Conservatori favoriti nelle elezioni UK, cambio EUR/GBP ai minimi da maggio

Tra una settimana i cittadini britannici saranno chiamati alle urne. Il partito di Johnson sembra avviato verso la vittoria, sterlina in aumento

Manca una settimana alle elezioni nel Regno Unito e i conservatori di Boris Johnson sembrano avviati verso una vittoria abbastanza scontata. Il primo a scontarne le conseguenze è stato il cambio euro-sterlina: l’allontanarsi dell’incertezza ha infatti provocato un deciso apprezzamento della valuta britannica e il cambio ha raggiunto minimi che non si vedevano da maggio 2017.

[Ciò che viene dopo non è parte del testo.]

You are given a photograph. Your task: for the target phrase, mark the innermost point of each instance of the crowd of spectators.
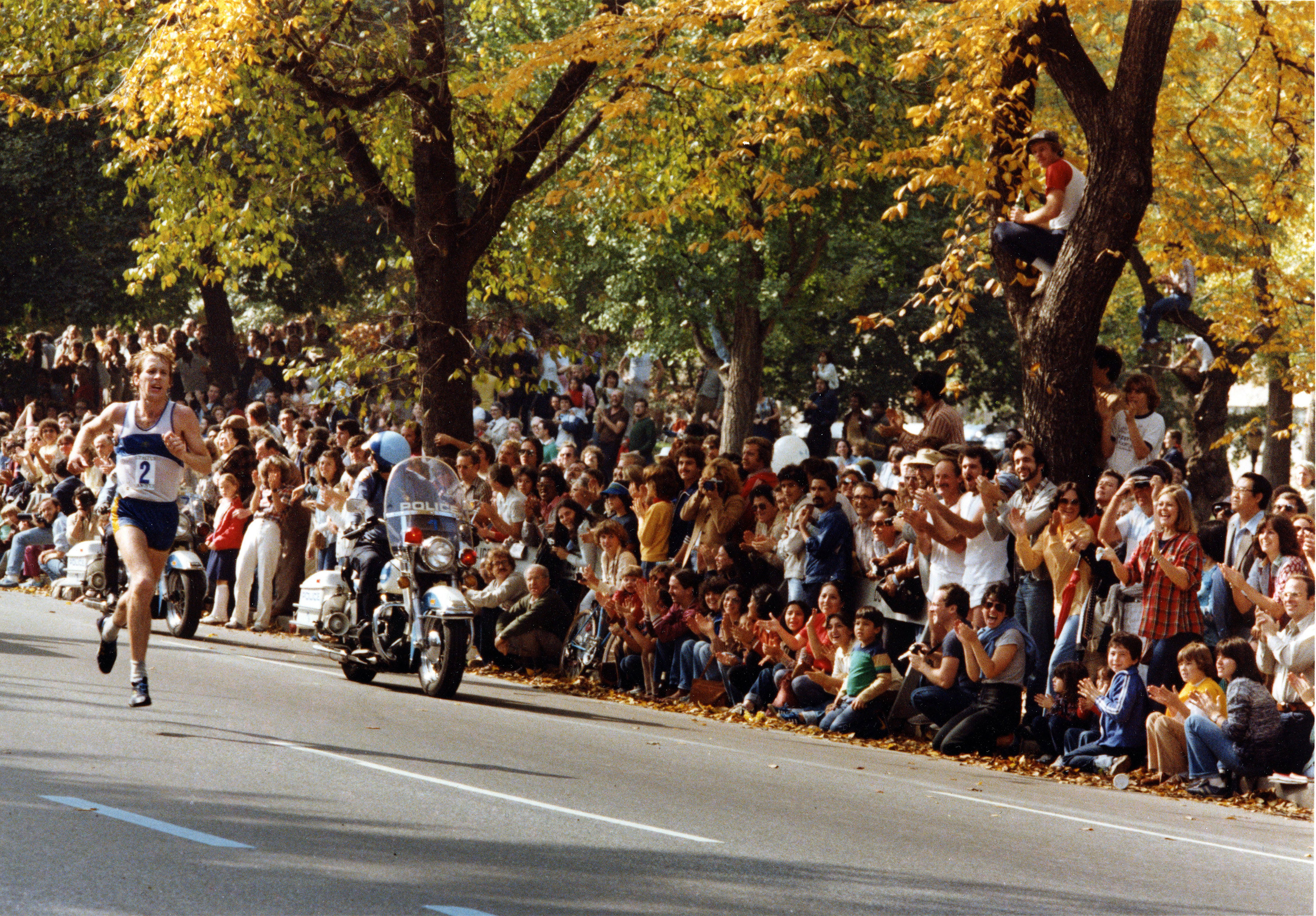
(891, 573)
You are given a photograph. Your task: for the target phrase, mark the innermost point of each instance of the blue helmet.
(389, 449)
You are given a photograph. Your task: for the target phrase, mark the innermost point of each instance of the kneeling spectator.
(1168, 748)
(533, 628)
(998, 658)
(1245, 739)
(860, 706)
(949, 689)
(1124, 711)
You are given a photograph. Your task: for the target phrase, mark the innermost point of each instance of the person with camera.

Johnson ha già in tasca la vittoria?

Una vittoria di Johnson equivale infatti a date e tempistiche precise – per lo meno a parole. Solo ieri infatti Johnson ha annunciato che, in caso di vittoria, non chiederà all’Unione europea ulteriori estensioni del periodo di transizione per negoziare un nuovo accordo (che scadrà il 31 gennaio 2020).

Stando ai sondaggi, il 12 dicembre Johnson e i conservatori raccoglierebbero effettivamente la maggioranza. Con 11 punti davanti ai laburisti, la possibilità di un altro “Hung Parliament” si fa sempre più lontana. Un sondaggio di YouGov ha infatti rilevato che tale rischio potrebbe accadere qualora la distanza tra i due partiti diminuisca arrivando almeno sotto i 7 punti.

Eppure i dati lascerebbero intendere il contrario. Il Guardian sottolinea infatti che, rispetto alle ultime elezioni (2017), vi sarebbe stato un forte aumento degli iscritti, due terzi dei quali hanno meno di 35 anni: un bacino elettorale da cui storicamente hanno sempre attinto a piene mani i laburisti.

Sembra dunque che i laburisti stiano guadagnando terreno, ma ciò che interessa ai mercati è il risultato più probabile, ovvero una vittoria dei Conservatori. Secondo gli analisti di Commerzbank e Ubs, dunque, più i Conservatori si avvicinano alla vittoria, più si fa concreta l’ipotesi di una Brexit ordinata e, dunque, più la sterlina è destinata ad apprezzarsi.

Cosa si deve aspettare l’Uk in caso di vittoria Tory?

Tra le poche cose certe, in ogni caso, c’è il comunicato che l’Europa a 27 ha intenzione di spedire a Londra, subito dopo le elezioni. In caso di vittoria di Johnson, infatti, secondo indiscrezioni sembra che Bruxelles voglia ricordare al Regno Unito quanto “poco tempo” resterà per evitare una no-deal Brexit.

Mercoledì scorso infatti il premier britannico ha dichiarato durante una conferenza stampa che non è da escludere l’ipotesi di un’uscita dall’Ue anche senza accordo commerciale di libero scambio (accordo da completare entro la fine del 2020). I Liberal Democratici si sono inseriti nella crepa, accusando Johnson di non essere in grado di portare a termine la Brexit entro il 31 gennaio e che, in caso di vittoria dei conservatori, il Regno Unito si ritroverà a dover negoziare termini per lo meno convenienti con l’Organizzazione Mondiale del Commercio.

Un’eventualità del genere potrebbe comportare una ricaduta tra il 3,2% e il 4,5% del Pil nazionale, circa 28 miliardi di sterline per le casse dello stato. Il trattato che invece Johnson ha intenzione di negoziare il mese prossimo con Bruxelles prevede accordi finanziari per 30 miliardi di sterline – però non riuscirebbe ad evitare l’interruzione dell’import di medicinali e cibo, oltre alla creazione di nuove tariffe doganali con l’Ue, come invece potrebbe fare un accordo di libero scambio. Accordi del genere, tuttavia, richiedono anni per essere implementati, mentre il Regno Unito avrebbe a disposizione solo 11 mesi, prima del termine del periodo di transizione.

A che livelli è arrivato il cambio EUR/GBP e EUR/USD?

Era da maggio 2017 che la sterlina non raggiungeva i livelli delle ultime ore. Il cambio EUR/GBP è sceso in zona 0,844, una variazione del -1,11%, mentre la coppia valutaria EUR/GBP ha raggiunto quota 1,314, il massimo da maggio 2019.